O Desafio Do Napster
Não tem jeito. Assim como o vinil deu lugar ao CD, anos atrás, agora chegou a vez da Internet tomar o seu espaço como a grande virada na forma de ouvir música. São os muitos sites que permitem o download de músicas pela rede. Tudo começou com o MP3 que permite formatar no computador ou em MDs (mini-discos) as músicas escolhidas. Esse sistema, além de possibilitar ao usuário armazenar um número muito maior de músicas do que o CD permite, oferece a qualidade estéreo. Para os aficcionados é um deleite.

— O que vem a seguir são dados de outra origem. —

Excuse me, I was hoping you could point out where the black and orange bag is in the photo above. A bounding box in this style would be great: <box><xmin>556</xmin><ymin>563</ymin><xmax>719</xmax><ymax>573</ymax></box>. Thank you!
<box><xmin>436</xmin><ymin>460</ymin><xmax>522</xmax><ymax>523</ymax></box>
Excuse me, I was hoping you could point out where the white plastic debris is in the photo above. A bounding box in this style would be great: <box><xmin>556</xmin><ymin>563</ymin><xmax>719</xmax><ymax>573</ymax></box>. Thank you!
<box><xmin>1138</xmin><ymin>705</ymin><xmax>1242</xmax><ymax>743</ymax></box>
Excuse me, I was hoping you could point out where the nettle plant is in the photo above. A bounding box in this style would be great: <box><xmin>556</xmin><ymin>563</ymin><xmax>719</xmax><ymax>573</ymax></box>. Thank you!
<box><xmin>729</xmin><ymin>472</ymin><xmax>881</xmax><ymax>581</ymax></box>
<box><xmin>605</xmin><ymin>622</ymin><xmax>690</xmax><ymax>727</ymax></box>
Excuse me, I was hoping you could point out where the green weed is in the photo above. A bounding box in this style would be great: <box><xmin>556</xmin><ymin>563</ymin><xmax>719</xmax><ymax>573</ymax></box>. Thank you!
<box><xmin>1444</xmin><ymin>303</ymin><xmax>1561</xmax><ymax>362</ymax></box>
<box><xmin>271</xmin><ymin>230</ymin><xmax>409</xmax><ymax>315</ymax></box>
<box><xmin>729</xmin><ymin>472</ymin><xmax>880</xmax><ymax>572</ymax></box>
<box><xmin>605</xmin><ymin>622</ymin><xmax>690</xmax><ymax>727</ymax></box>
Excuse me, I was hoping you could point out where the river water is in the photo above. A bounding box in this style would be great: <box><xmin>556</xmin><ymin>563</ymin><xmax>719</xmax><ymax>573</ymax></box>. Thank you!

Toda essa facilidade está criando polêmica no mundo inteiro. O Napster é um programa que pode ser instalado gratuitamente em qualquer computador e permite a troca de arquivos musicais (para acessar é só digitar www.napster.com). Esse programa deixou os empresários da música mundial de cabelos em pé. Como receber os direitos autorais dessas músicas?
Criada a celeuma, a briga atualmente rola solta nos tribunais americanos, dividindo a classe. Músicos como os do grupo Mettalica são terminantemente contra e os Smashing Pumpkins acabam de distribuir 25 cópias de seu novo disco Machina 2 - The Friends & Enemies of Modern Music em sites como o Napster. Os roqueiros tomaram essa atitude como um ato de protesto contra a sua gravadora, a Virgin, lançando um disco por conta própria que não será vendido em loja e anunciando o fim da banda.
Mas a briga pelos direitos autorais dos artistas que são consumidos gratuitamente pela Internet está com os dias contados. As grandes gravadoras como a Sony, encontraram uma maneira de garantir estes direitos. Já existem mais de 25 sites no mundo inteiro onde os artistas recebem pelo tempo que foram ouvidos ou copiados na rede. No Brasil, essa tecnologia deve chegar a partir da semana que vem.
A Everad, empresa que desenvolveu a tecnologia responsável pela garantia dos direitos autorais aos artistas consumidos na Internet, já está instalada no país. Através do novo sistema, as audições são criptografadas e auditadas. A remuneração vem dos anunciantes que ficam aparecendo na tela, em formato de bunners eletrônicos, enquanto o internauta estiver ouvindo a música.
O cantor e compositor Lobão é um dos artistas que vai participar do Everad. Ele acredita que a discussão em torno do consumo virtual está chegando ao fim. Desde a invenção de Gutenberg que a questão dos direitos autorais vem sofrendo alterações, adaptações para que ninguém saia perdendo. Agora não vai ser diferente. Lobão acredita que existe uma neofobia, que as pessoas ficam apavoradas com as novidades surgidas no mundo virtual, mas, segundo ele é uma questão de tempo para as pessoas se acostumarem.
Para o diretor da Rádio Educativa do Paraná, José de Melo, independentemente do surgimento de programas que garantam os direitos autorais aos músicos, o consumo de música virtual é uma grande saída para os artistas novos que ainda não tiveram chance de divulgar seus trabalhos. Esse é um esquema que veio para ficar. Na Internet, não há muito controle mesmo, e esse é o lado interessante dela, acaba com o monopólio. Os artistas que não têm apoio das grandes gravadoras podem divulgar o seu trabalho e serem ouvidos no mundo inteiro.